São várias as passagens do Evangelho onde Jesus se aproxima dos excluídos e exalta o valor da partilha, da ajuda, da fraternidade, da misericórdia, da "eleemosyne". A mais conhecida passagem está na imagem do Juízo Final descrita por Mateus: "Porque tive fome e destes-me de comer, tive sede e destes-me de beber; era peregrino e recebestes-me; estava nu e destes-me de vestir; adoeci e visitastes-me; estive na prisão e fostes ter comigo". Então, os justos responder-lhe-ão: "Senhor, quando foi que te vimos com fome e te demos de comer, ou com sede e te demos de beber? Quando te vimos peregrino e te recolhemos, ou nu e te vestimos? E quando te vimos doente ou na prisão, e fomos visitar-te?". E o Rei dir-lhes-á em resposta: "Em verdade vos digo: Sempre que fizestes isto a um destes meus irmãos mais pequeninos, a mim mesmo o fizestes" (Mt. 25, 35-40).

Outra passagem do Evangelho, em Lucas, descreve o exemplo da viúva pobre que deixa no templo, em esmola, tudo o que tinha para viver.

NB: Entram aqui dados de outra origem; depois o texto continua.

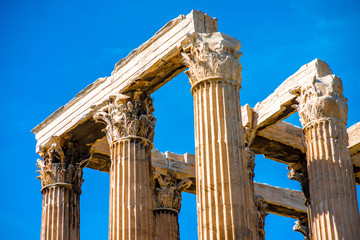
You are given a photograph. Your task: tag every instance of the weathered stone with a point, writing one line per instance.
(230, 204)
(130, 130)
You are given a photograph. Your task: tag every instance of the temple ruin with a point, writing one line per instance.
(109, 126)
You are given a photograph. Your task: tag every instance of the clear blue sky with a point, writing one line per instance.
(51, 50)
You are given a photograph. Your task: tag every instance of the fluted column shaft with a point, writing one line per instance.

E Jesus observa o gesto, dizendo que era a maior das esmolas porque não havia sido tirada do supérfluo. Era a verdadeira partilha entre os pobres. A esmola, na dimensão transformadora do amor cristão, não é aquela que é retirada das sobras. É o próprio compartilhamento. É a própria indignação diante das diferenças. Os pobres não merecem as sobras. O que é necessário é acabar com a pobreza e tirá-los da condição de necessidade. A esmola tem de ser antes uma ponte de diálogo com os pobres, como prega a tradição franciscana pautada pelos princípios evangélicos, uma forma de conhecer o outro, de saber de suas necessidades e se aproximar dele. Se, ao contrário, for entrega de sobras e, assim, ser uma fuga do contato com os pobres, não tem nenhum valor e se inscreve na perspectiva da humilhação porque deixa a falta mais evidente.

No mesmo princípio fundador da esmola misericordiosa, vamos encontrar o argumento para discutir a função social do lucro e da propriedade, a necessidade de dividir, de compartilhar, de formar uma sociedade mais justa, onde não seja necessário rogar por esmola, onde não haja submissão e inferioridade de um cidadão diante do outro.

Não nos esqueçamos que a esmola, em toda sua história que remonta a tradição judaico-cristã - e também de outras religiões - é um gesto de momento. Portanto, temos de reconhecer que uma grande conquista dos nossos tempos, do Estado Democrático de Direito, é o fato de hoje permitirmos que o atendimento das necessidades básicas das pessoas não sejam movidas por momento, mas que sejam um compromisso solidário de todas as pessoas para assegurar o acesso regular e constante a todos os serviços e direitos necessários à dignidade humana: alimentação, segurança econômica, assistência social, trabalho, saúde, educação, moradia etc. A maior justiça que podemos alcançar com esse ideal de fraternidade é ter Estado e sociedade compartilhando bens e valores na construção de um projeto de nação que promova o mais forte sentimento de pertencimento, de pátria.

Patrus Ananias é ministro do Desenvolvimento Social e Combate à Fome.